Et hier, à Copenhague, Steven Guilbeault, critique acharné du gouvernement conservateur en matière d'environnement, a été victime d'une tentative de lapidation publique de la part du porte-parole du premier ministre du Canada.

Le contexte, vous le connaissez peut-être. Les journalistes ont reçu un communiqué de presse annonçant un changement de position radical du Canada, à Copenhague. À lire le communiqué, on aurait dit que Greenpeace venait d'hériter du ministère de l'Environnement.

Sauf que ce communiqué, c'était un faux. Un canular. Pour compliquer les choses, ce communiqué a été «démenti» par un autre communiqué... lui aussi un faux.

C'est ici que Dimitri Soudas entre en scène. Le porte-parole de M. Harper a envoyé une réaction aux journalistes.

Et M. Soudas a accusé Steven Guilbeault d'être à l'origine du canular: «We're told it may have been issued by Mr. Guilbeault from Equiterre.» Traduction: «On dit qu'il pourrait avoir été émis par M. Guilbeault d'Équiterre.»

M. Guilbeault a démenti. Le premier ministre Jean Charest, présent au Danemark, a rapidement pris la défense de l'écologiste, disant que ce n'est pas son genre.

Puis, Radio-Canada a trouvé les coupables: les Yes Men, un groupe de militants qui utilise des canulars du genre pour embarrasser les riches et les puissants.

Rien à voir avec ce canular, Steven Guilbeault.

Autre truc: avant toute cette affaire, M. Soudas a reproché à M. Guilbeault de critiquer le Canada, selon le militant.

Dans un monde «normal», Dimitri Soudas serait viré, cul par-dessus tête. Ce qu'il a dit de Guilbeault est une accusation fausse, sans fondement factuel. Mais c'est une attaque motivée par à peu près tout ce qui caractérise les attaques vicieuses des conservateurs: l'hyperpartisanerie.

Insérez, ici, l'écho d'un mantra de l'ère de George W. Bush: «You are either with us or against us.» Vous êtes avec nous ou vous êtes contre nous.

Et dans ce cas, c'est assez clair, Steven Guilbeault est «contre» les conservateurs.

Dans un monde normal, Dimitri Soudas serait viré, cul par-dessus tête. Il ne le sera pas. Il a fait une connerie du genre, l'été dernier. M. Harper était en Italie pour le sommet du G8. Il a reproché à son rival libéral des propos que Michael Ignatieff n'a jamais tenus.

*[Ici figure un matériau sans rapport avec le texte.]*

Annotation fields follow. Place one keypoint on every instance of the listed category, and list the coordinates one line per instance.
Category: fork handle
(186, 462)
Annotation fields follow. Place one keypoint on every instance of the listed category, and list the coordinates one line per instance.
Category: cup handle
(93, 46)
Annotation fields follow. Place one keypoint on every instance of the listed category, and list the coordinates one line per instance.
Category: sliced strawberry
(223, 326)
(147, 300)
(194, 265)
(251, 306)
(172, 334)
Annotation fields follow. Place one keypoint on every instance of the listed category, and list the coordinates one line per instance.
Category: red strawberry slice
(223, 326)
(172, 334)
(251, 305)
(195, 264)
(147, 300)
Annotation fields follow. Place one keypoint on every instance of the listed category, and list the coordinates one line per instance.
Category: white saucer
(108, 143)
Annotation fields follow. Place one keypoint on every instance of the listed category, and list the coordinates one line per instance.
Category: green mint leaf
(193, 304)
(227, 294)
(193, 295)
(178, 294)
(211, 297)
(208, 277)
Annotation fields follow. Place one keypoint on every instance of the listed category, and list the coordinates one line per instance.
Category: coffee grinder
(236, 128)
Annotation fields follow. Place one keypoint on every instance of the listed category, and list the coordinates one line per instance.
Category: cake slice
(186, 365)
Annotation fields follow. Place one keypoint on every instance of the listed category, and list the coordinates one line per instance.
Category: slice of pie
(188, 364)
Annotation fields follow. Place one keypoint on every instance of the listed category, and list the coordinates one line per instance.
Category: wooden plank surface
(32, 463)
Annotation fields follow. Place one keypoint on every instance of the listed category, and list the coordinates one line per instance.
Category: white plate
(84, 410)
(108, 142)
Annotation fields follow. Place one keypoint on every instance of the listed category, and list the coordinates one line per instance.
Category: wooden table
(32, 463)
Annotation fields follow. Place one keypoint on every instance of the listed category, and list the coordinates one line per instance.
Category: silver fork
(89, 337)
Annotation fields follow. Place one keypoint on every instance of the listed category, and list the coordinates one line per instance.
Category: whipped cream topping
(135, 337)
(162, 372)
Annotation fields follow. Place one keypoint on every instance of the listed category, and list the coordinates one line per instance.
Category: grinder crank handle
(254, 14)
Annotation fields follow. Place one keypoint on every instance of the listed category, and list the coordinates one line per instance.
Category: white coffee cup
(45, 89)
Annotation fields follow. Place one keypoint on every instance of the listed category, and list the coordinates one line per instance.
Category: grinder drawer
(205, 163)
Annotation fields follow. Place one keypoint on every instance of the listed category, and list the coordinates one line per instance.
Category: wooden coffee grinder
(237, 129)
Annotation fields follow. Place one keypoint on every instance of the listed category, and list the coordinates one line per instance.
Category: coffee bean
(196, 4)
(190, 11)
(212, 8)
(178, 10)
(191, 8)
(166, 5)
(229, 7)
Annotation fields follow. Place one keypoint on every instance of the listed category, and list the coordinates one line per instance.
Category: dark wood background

Qui avait refilé à M. Harper la déclaration erronée de M. Ignatieff?

Dimitri Soudas.

Mais nous ne sommes pas dans un monde normal. Le monde de l'entourage de Stephen Harper est un monde d'hyperpartisanerie. C'est la marque des bushistes.

Et dans cet univers parallèle, ce qui compte, c'est la loyauté.

M. Soudas est très loyal.

J'ai voulu donner à M. Soudas la chance de s'expliquer. Je lui ai envoyé un courriel contenant trois questions. Les voici:

1- Sur quelles bases avez-vous écrit: «We're told it may have been issued by Mr. Guilbeault from Equiterre» ?

2- Pourquoi avez-vous dit à M. Guilbeault qu'il devrait s'excuser d'avoir critiqué le Canada?

3- Quels sont les paramètres acceptables, selon vous, pour qu'un citoyen privé critique le Canada?

Voici les réponses de Dimitri Soudas:

1- Je ne sais pas combien de fois M. Guilbeault a transféré des communiqués du gouvernement du Canada. Je crois que c'était la première fois aujourd'hui.

2- Yvo de Boer de l'ONU a félicité le Canada pour le rôle positif qu'il joue (voir le National Post d'il y a quelques jours). La première chose que M. Guilbeault m'a dite quand il m'a vu vendredi passé, c'est qu'il allait saisir chaque occasion pour critiquer le Canada.

3- Cela fait partie de notre démocratie d'avoir des opinions divergentes.

Le lecteur jugera, mais la distance entre mes questions et les réponses me semble aussi grande que celle qui sépare Montréal et Copenhague. En fait, je ne vois pas le lien entre mes questions et les réponses du porte-parole de Stephen Harper.

C'est comme si j'avais demandé à M. Soudas: «Pleut-il à Copenhague?» et qu'il m'avait répondu: «J'aime le jaune rutilant de ton pédalo.»

Ça n'aurait aucun sens!

À moins d'habiter un univers parallèle, bien sûr.